Battling Hard to Succeed

Battling Hard to Succeed

Ameera Shah turned her father's nondescript clinic into one of the largest pathology chains in India.

PB Jayakumar
  • New Delhi,
  • Sep 03, 2018,
  • Updated Sep 06, 2018, 10:54 AM IST

Ameera Shah, Promoter and Managing Director, Metropolis Healthcare, worked as a CEO, accountant, sales person and even as a receptionist when she got on with turning around her father's laboratory from Dr Sushil Shah's Laboratory to Metropolis Healthcare. "There were no computers or mobiles then in our office," recalls Ameera. Working in a resource-crunched environment, Ameera realised women entrepreneurs needed a lot more than just ideas and funds.

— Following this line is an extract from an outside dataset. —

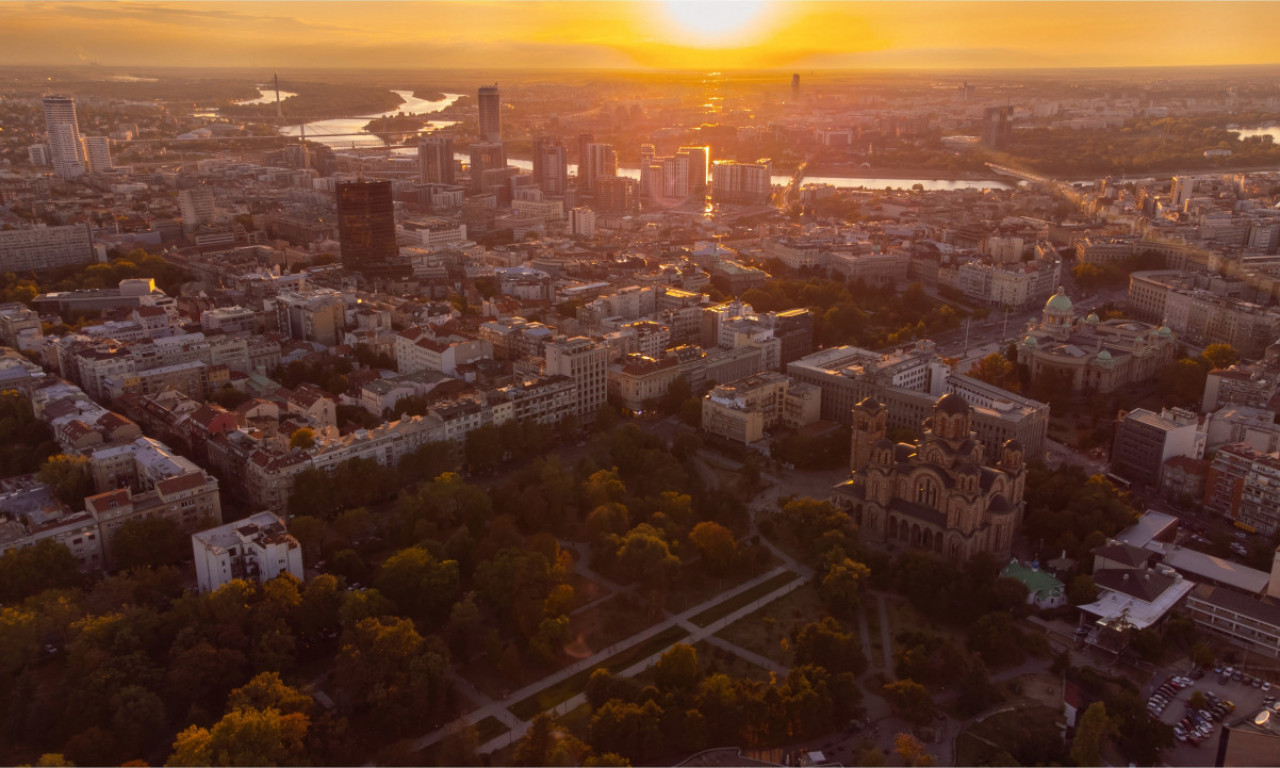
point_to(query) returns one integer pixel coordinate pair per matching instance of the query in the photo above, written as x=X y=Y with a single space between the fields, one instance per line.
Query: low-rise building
x=257 y=549
x=745 y=408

With this thought, she recently launched Empoweress, a not-for-profit venture, which mentors women entrepreneurs, and provides expert guidance and funds. Already more than 3,000 women entrepreneurs across India are her followers. "Women in business need huge support beyond funding and ideas to succeed in life and business," says Ameera, a new entrant to Business Today's "Most Powerful Women" listing.

She is not yet 40, but has almost two decades in leading a business. She transformed Metropolis into one of the largest pathology chains with over 4000 employees, 130 laboratories across six countries and handling conducting over 16 million blood samples and profiles a year. While growing the business, she had to encounter a bitter boardroom battle with a promoter having equal equity stake. She won the battle in 2015, personally borrowed Rs600 crore from private equity firm KKR to purchase shares and paid off that money.

While Ameera was studying in the US, her father was running Dr Sushil Shah's Laboratory at Opera House in South Mumbai. Her mother Duru Shah, a gynaecologist, was running a small clinic. When she returned from the US in 2001 - after acquiring a degree in finance and working briefly with Goldman Sachs and later with a start-up - Dr Sushil Shah's Laboratory had 40 employees and revenues of Rs7 crore a year.

"We wanted to make the laboratory known outside Mumbai, and turn it into an institution," recalls Ameera. Shah was almost close to clinch a deal with a big Tamil Nadu-based business group, but that got stalled after the sudden death of its promoter. That was when GSK Velu, a health-care entrepreneur, teamed up for expansion. The company name was changed to Metropolis.

Metropolis is present across India, West Asia and Africa. In 2006, it raised private equity capital from ICICI Ventures. Four years later, Warburg Pincus bought out ICICI's stake and a bit from the promoters, valuing the firm at Rs600 crore. By 2009, Velu moved into a non-executive role and Ameera became the managing director. In 2015, she bought out Warburg's 27 per cent stake with the backing of private equity firm KKR. Simultaneously, Carlyle Group acquired Velu's stake for an estimated Rs800-900 crore. Currently, the Shah family holds about 70 per cent stake and the firm is valued at about Rs6,500 crore.

"Going forward, we will grow in North and East India and will add more in South India. We plan to invest $10 million in next 3-4 years in technology," says Ameera.